6 Steps to integrated supplier risk management
Supplier risk management is not a new concept. We often can’t help but consider supplier risk as we read the news, invest money in a company’s stock, eagerly await the release of the next generation of mobile device or even just purchase groceries. Most companies see supplier risk management as a key priority and many have initiated programs to address it. However, supplier risk programs, as well as various other operations improvements such as ERP implementations, supply chain and process improvement and business intelligence efforts have had limited impact on supplier risk. Based on a KPMG global study, fewer than 19% of companies believe they have attained a “leading practice” level of supplier risk management. There is no shortage of examples where companies suffered significant harm as a result: damage to brand and reputation, delays in launch of major new products and services, disruption of supply, regulatory penalties and environmental health and safety events, among others.
Why is effective supplier risk management so elusive? For starters, companies often lack a comprehensive view of their third-party relationships or the impact that those suppliers can have on the organization. Companies also struggle to obtain the data needed to assess supplier risk – while some data, like public company credit ratings, is readily available, data on supplier regulatory compliance, supplier integrity and supplier production capacity can be difficult to obtain. Companies also struggle to utilize the data to analyze and predict risk. Furthermore, companies rarely establish programs that go beyond monitoring. Structured risk responses are rarely planned proactively, leaving various functions to scramble to address risk reactively when it is identified.
In order to establish an effective supplier risk management program, companies need to understand and overcome these challenges.
Figure: Typical Supplier Risk Management Challenges
In our experience, the following 6 steps can be used to address these challenges and to establish an integrated supplier risk management program:
Step 1: develop a comprehensive enterprise view of third parties
For many companies, an integrated, up-to-date view of enterprise relationships with suppliers and other third parties are not readily available. Organizations need to analyze their spend on an ongoing basis, identify active suppliers, and cleanse and normalize the data to arrive at a mutually exclusive and collectively exhaustive (MECE) view of the supply base. In addition, it is important to consider other key relationships such as tier 2-n suppliers, distributors and others.

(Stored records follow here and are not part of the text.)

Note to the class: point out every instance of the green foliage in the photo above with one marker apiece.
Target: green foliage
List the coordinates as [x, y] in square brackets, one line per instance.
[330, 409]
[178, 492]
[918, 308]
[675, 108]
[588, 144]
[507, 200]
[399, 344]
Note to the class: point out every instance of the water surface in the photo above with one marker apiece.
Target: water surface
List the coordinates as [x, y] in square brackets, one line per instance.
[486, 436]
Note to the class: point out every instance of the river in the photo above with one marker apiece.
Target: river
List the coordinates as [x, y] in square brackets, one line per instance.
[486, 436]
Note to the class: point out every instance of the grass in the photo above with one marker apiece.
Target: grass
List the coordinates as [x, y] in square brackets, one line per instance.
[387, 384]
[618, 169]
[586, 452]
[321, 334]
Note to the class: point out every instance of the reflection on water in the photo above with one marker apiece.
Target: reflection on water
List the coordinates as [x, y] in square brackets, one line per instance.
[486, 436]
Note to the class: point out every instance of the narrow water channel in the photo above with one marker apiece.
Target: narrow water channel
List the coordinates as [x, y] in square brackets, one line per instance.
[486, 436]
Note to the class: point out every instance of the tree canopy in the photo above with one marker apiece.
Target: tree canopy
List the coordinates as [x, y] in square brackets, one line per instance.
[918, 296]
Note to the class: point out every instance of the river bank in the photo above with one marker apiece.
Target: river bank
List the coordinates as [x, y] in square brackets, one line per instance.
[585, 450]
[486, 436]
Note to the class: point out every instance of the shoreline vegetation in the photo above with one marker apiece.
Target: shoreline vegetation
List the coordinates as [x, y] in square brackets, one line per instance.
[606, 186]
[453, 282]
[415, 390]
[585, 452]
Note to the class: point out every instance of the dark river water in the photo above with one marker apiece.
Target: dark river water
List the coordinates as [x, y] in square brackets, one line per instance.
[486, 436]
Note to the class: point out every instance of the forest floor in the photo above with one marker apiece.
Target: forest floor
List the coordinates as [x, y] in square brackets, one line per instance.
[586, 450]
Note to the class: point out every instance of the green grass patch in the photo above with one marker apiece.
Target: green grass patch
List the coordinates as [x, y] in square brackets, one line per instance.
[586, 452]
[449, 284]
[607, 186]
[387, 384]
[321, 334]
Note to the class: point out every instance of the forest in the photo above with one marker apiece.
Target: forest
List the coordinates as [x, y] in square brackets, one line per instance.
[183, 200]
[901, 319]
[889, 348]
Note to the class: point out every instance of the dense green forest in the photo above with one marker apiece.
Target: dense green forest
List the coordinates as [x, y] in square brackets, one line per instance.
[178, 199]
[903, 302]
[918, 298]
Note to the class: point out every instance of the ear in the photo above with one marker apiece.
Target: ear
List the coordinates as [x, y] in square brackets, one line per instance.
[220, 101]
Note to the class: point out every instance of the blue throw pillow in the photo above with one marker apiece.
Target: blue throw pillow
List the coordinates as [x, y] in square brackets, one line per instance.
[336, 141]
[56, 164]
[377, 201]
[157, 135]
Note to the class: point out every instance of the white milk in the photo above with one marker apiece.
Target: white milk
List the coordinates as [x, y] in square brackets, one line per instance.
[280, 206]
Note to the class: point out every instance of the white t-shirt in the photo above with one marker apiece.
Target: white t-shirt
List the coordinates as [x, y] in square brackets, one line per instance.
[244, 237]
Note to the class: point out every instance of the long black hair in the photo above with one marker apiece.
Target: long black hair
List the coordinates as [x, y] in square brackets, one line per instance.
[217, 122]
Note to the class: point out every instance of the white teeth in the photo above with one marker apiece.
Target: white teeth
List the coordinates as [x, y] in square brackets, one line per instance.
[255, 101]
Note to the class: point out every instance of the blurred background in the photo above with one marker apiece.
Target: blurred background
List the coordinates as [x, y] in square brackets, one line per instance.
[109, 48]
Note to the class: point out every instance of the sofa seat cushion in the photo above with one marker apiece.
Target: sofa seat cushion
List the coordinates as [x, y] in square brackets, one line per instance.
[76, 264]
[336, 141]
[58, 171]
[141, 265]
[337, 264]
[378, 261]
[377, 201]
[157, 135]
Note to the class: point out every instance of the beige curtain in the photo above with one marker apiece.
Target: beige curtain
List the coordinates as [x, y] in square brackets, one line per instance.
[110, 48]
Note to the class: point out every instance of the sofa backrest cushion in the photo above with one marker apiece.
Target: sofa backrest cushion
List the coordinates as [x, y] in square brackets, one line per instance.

Step 2: segment the supply base for risk management
Companies should identify suppliers that drive the greatest level of risk. Which suppliers pose the greatest risk to the organization’s major product launches, growth plans or projects? Which suppliers can disrupt ongoing operations if their deliveries are interrupted? Which suppliers pose the greatest risk to the organization’s reputation and brand, regulatory compliance and ability to meet environment, health and safety plans?
Step 3: identify, develop and obtain the right supplier risk data
Companies should consider many different types of data, from a variety of sources in order to gain an understanding of risk. Examples include the OFAC economic/trade sanctions list, supplier financials/scores, business continuity plans, business continuity test results, information security plans, breach notification plan, vendor management plans (for those that have subcontractors to support your needs), internal business requestor requirements, internal risk subject matter recommendations, etc. Some data (e.g. capacity, compliance, etc.) is not routinely captured nor is it readily available from a single reliable source.
Step 4: orchestrate ongoing data collection across the supply base
Collecting the data means enrolling suppliers into the program and managing and assembling a very large volume of different data elements comprised of both internal and external information.
Step 5: translate risk data into insights
Supplier risk management works best when risks are predicted in advance and when they are related to the type and magnitude of business impact that they can drive. Understanding risk in the context of the business activities and earnings streams that they threaten is vital for prioritization and for mobilizing the appropriate response. This step requires a well-thought-out framework and an analytical model for supplier risk analysis. It also requires linkage of supplier risks to the products and services and earnings that they may impact. Technology for risk analytics are a vital enabler.
Step 6: develop the organization’s playbook and tools for addressing supplier risk
The organization’s key actions for risk mitigation should be identified and formalized as “playbooks” to enable structured, repeatable and coordinated execution across the enterprise. Playbooks should include specific action plans with repeatable triggers, procedures, roles, responsibilities and measures. This entails clear definition of triggers, cross-functional execution steps and workflows, roles and metrics, as well as other elements. When executing to a playbook an organization can address risk more quickly, efficiently and effectively.
These 6 steps also require the right foundation – an operating model for risk management. Processes and policies, organization and governance, data, architecture and tools, service delivery models, people and talent management and performance management should all be aligned in support of risk management capabilities.
No doubt, effective supplier relationship management takes work, but with all that is at stake, companies should take stock of their current capabilities and approach for risk management and aim for an integrated model that includes the above 6 steps.